О. О да: из-за кривой поверхности Земли, дальше к востоку, солнце вон там, только что взошло в Голландии, бьет в выхлоп ракеты, в капли и кристаллы, и они сияют по-над всем морем…
Белая линия резко прекратила подъем. Должно быть, отсечка топлива, конец горения, как там у них слово… Brennschluß. У нас такого слова нет. Или засекречено. Низ линии, первоначальная звезда, уже тускнеет в красной заре. Но ракета окажется тут, не успеет Пират увидеть восход.
След — размазанный, слегка раздерганный в две-три стороны — висит в небе. Ракета, перейдя в чистую баллистику, уже поднялась выше. Но стала невидима.
Он разве ничего не должен делать?.. выйти на связь с оперативным штабом в Стэнморе, у них она должна быть на радарах Канала — нет: вообще-то нет времени. От Гааги досюда меньше пяти минут (за столько успеть разве что до чайной на углу… свету солнца достичь планеты любви… вообще никакого времени). Бежать на улицу? Предупредить остальных?
Сорвать бананы. Он тащится по черному компосту к теплице. Такое чувство, что сейчас обосрется. Реактивный снаряд на высоте шестьдесят миль должен уже дойти до пика своей траектории… начать падение… вот…
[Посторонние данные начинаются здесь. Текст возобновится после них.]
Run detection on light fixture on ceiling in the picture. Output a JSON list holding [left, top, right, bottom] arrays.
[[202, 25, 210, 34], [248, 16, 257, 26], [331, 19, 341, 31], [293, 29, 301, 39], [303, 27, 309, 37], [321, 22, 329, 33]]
Фермы пронизаны солнечным светом, молочные панели благотворно сияют сверху. Как может быть зима — даже такая — серой настолько, чтобы состарить это железо, способное петь на ветру, или затуманить окна, что открываются в иное время года, как бы фиктивно ни сохранялось оно?
Пират смотрит на часы. Ничего не доходит. Чешутся поры на лице. Опустошив разум — трюк десантника, — он делает шаг во влажную жару своего бананника и приступает к отбору спелейших и лучших, подхватив полы халата, чтоб было куда сбрасывать. Можно считать только бананы, передвигаясь с голыми ногами среди висячих связок, среди этих желтых канделябров, в этих тропических сумерках…
Снова наружу, в зиму. След совершенно пропал с неба. Пот лежит у Пирата на коже холодом почти ледяным.
Не спеша Пират зажигает сигарету. Он не услышит, как эта дрянь прилетит. Она летает быстрее звука. Первое известие о ней — взрыв. А потом, если ты еще тут, слышишь, как она прилетает.
А если ударит точно — ахх, нет — на долю секунды хочешь не хочешь, а ощутишь, как самый кончик со всей ужасной массой сверху лупит тебя в макушку…
Пират горбится, таща свои бананы вниз по штопорной лестнице.